I'm past the ideas stage, but thinking about my lack of any real progress too much still makes me feel guilty and vaguely nauseous. For ages - on the advice of an author friend of mine - I didn't tell anyone. The potential embarrassment of having to admit later that I couldn't find a publisher or had simply given up, prevented me from doing so. I've been writing (or at least trying to) for eighteen months now, and rather than continue to tell no-one, I've decided to tell potentially everyone. As I'm intensely afraid of failure this is, for me personally, quite a stupid brave thing to do. My hope is that it will force me to be more disciplined - that when I'm sitting at my desk, staring at a flashing cursor on a blank word document and really struggling to produce anything new, it [the fear] will give me the impetus I need to carry on. If only to save face.

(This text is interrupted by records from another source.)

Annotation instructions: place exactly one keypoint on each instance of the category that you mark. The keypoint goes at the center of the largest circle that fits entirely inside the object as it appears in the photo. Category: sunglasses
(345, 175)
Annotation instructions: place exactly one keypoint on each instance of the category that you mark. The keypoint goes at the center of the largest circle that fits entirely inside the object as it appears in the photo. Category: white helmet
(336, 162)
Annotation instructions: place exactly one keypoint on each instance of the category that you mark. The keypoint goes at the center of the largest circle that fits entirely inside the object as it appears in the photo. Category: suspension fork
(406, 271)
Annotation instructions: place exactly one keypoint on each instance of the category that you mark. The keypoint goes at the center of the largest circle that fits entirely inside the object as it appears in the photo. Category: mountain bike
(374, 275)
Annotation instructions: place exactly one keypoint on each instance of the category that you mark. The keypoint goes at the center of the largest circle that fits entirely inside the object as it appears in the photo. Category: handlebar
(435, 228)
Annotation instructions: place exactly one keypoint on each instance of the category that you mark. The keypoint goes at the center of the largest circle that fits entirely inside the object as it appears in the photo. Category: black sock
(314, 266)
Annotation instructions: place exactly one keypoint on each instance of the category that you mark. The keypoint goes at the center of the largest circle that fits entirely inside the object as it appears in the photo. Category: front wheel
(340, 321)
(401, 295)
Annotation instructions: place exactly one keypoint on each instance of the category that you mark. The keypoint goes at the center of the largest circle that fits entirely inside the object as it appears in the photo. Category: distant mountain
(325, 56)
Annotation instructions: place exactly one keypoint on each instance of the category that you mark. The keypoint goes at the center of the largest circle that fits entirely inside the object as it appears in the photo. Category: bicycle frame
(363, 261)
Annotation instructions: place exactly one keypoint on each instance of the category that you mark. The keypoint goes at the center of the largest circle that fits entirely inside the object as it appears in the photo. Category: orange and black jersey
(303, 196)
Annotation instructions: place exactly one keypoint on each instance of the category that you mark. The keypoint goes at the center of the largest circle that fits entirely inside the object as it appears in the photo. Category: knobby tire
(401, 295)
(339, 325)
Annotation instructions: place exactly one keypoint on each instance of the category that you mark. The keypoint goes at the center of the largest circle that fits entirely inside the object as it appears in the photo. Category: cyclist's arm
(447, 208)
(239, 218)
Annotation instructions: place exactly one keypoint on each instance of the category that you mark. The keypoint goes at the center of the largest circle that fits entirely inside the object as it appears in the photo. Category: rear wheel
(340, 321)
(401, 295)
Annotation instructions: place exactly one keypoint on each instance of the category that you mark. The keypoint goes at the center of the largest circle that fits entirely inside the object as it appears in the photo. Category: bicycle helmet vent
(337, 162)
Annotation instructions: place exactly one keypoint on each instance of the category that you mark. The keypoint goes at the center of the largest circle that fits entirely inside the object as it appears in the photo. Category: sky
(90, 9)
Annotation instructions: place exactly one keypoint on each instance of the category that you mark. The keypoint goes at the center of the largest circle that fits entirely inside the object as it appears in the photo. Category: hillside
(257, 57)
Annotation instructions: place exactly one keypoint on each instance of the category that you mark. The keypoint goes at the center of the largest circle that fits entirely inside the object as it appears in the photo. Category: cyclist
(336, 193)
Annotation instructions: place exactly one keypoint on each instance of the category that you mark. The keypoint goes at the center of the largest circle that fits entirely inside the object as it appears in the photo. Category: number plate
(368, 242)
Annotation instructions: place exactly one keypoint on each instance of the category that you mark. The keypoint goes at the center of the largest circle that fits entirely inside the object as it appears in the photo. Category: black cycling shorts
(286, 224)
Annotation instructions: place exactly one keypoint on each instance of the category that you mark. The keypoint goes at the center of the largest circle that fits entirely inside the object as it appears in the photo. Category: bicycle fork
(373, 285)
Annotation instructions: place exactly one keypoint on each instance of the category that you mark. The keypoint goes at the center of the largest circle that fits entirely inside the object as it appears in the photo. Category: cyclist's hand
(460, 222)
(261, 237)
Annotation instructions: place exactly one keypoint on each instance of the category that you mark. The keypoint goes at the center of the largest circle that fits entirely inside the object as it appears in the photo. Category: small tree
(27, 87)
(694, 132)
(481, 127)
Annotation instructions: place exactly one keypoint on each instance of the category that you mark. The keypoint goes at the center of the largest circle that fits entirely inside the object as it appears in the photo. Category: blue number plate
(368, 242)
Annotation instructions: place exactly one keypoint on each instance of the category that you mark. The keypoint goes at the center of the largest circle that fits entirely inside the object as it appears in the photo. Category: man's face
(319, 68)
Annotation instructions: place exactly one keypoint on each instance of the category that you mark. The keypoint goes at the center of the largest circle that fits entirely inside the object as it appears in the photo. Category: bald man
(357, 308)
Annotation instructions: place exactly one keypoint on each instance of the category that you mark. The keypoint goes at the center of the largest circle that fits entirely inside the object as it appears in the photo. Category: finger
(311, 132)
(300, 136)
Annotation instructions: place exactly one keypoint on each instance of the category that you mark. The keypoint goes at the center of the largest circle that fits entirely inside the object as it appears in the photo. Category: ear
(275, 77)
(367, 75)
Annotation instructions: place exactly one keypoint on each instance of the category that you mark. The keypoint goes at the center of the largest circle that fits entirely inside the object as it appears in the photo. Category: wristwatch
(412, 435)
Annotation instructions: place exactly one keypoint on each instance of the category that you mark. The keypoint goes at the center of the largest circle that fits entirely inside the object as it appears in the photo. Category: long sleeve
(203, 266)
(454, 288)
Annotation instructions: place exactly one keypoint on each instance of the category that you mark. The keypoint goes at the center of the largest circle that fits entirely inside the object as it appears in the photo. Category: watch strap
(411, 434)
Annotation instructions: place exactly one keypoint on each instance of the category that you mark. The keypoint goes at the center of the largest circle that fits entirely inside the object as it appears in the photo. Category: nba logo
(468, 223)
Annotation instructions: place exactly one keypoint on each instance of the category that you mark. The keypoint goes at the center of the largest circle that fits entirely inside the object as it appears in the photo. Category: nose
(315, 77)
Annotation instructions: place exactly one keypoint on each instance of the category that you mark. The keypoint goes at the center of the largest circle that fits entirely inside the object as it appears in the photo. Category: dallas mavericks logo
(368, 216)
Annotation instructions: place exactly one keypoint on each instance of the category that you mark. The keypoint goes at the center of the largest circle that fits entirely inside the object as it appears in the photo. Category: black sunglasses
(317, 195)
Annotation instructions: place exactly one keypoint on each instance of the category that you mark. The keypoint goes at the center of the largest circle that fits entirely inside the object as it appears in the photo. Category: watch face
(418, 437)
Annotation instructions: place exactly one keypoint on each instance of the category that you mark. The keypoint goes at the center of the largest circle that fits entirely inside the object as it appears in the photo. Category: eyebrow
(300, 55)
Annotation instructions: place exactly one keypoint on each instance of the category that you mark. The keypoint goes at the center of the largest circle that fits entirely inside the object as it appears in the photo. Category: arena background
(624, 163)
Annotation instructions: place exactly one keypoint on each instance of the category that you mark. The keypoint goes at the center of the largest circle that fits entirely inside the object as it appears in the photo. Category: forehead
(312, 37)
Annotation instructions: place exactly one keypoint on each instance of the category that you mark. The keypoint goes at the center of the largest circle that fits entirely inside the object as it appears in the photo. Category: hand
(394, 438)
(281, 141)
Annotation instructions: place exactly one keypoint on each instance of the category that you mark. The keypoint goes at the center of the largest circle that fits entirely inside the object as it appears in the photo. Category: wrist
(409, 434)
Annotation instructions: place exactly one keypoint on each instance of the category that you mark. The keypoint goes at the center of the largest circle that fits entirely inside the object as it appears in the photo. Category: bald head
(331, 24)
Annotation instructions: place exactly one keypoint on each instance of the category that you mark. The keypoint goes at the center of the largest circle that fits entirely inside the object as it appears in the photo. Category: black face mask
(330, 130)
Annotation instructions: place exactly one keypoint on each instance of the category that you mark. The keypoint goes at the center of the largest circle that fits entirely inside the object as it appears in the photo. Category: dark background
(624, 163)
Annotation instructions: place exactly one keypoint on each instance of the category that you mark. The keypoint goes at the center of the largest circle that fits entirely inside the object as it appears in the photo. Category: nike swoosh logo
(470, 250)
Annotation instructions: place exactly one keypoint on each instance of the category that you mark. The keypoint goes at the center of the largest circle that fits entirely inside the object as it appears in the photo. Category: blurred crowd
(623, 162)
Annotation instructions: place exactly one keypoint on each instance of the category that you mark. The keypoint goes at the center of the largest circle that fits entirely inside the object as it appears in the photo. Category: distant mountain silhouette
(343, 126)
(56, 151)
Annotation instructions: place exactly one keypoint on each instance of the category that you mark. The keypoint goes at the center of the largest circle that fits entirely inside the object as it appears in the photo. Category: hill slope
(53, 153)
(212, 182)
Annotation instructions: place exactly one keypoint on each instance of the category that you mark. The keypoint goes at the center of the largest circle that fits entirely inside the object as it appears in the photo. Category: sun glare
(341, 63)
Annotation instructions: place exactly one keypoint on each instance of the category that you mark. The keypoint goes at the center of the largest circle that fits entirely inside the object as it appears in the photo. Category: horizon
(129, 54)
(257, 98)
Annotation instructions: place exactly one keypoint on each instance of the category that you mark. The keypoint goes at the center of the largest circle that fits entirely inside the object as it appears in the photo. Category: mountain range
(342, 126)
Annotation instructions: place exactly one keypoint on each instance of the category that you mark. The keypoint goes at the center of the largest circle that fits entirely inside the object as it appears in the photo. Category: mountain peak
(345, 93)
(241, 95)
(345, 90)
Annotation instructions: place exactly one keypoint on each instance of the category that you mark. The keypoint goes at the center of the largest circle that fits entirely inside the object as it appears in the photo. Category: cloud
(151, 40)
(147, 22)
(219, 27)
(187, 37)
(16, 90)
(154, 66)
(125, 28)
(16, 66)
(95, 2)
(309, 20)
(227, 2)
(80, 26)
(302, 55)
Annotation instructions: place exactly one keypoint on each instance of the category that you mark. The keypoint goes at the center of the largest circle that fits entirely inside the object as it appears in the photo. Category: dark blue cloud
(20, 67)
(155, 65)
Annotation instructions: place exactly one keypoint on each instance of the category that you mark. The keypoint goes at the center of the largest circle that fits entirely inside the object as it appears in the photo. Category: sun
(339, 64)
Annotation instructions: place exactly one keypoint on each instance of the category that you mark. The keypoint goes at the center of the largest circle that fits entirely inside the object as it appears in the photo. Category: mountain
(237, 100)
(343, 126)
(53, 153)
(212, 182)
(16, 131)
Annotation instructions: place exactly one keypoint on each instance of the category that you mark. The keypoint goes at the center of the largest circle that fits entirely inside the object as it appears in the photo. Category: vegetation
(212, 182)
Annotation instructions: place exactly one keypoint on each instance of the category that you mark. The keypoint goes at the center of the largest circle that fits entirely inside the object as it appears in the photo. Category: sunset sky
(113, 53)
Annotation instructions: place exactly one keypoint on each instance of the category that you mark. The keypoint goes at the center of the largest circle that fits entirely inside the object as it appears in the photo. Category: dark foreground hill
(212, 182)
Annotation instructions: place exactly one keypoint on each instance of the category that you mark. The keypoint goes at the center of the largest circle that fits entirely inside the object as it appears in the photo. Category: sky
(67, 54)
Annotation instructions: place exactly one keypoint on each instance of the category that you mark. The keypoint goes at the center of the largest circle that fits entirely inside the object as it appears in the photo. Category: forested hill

However, this blog won't be all about the writing process, rather it will be about my life at the time of writing. I'm not really one for full and frank disclosure - that should probably be known now. Inevitably, my posts will reveal far more about me than I would like, but be assured that I won't be conveying every little detail of every day - very boring patterns would soon emerge if I did. I work in publishing so it will likely have a bit of a literary bent from time to time, but mainly I just wanted somewhere I could freely put down some of my thoughts and observations without being censored, and, hopefully, without censoring myself.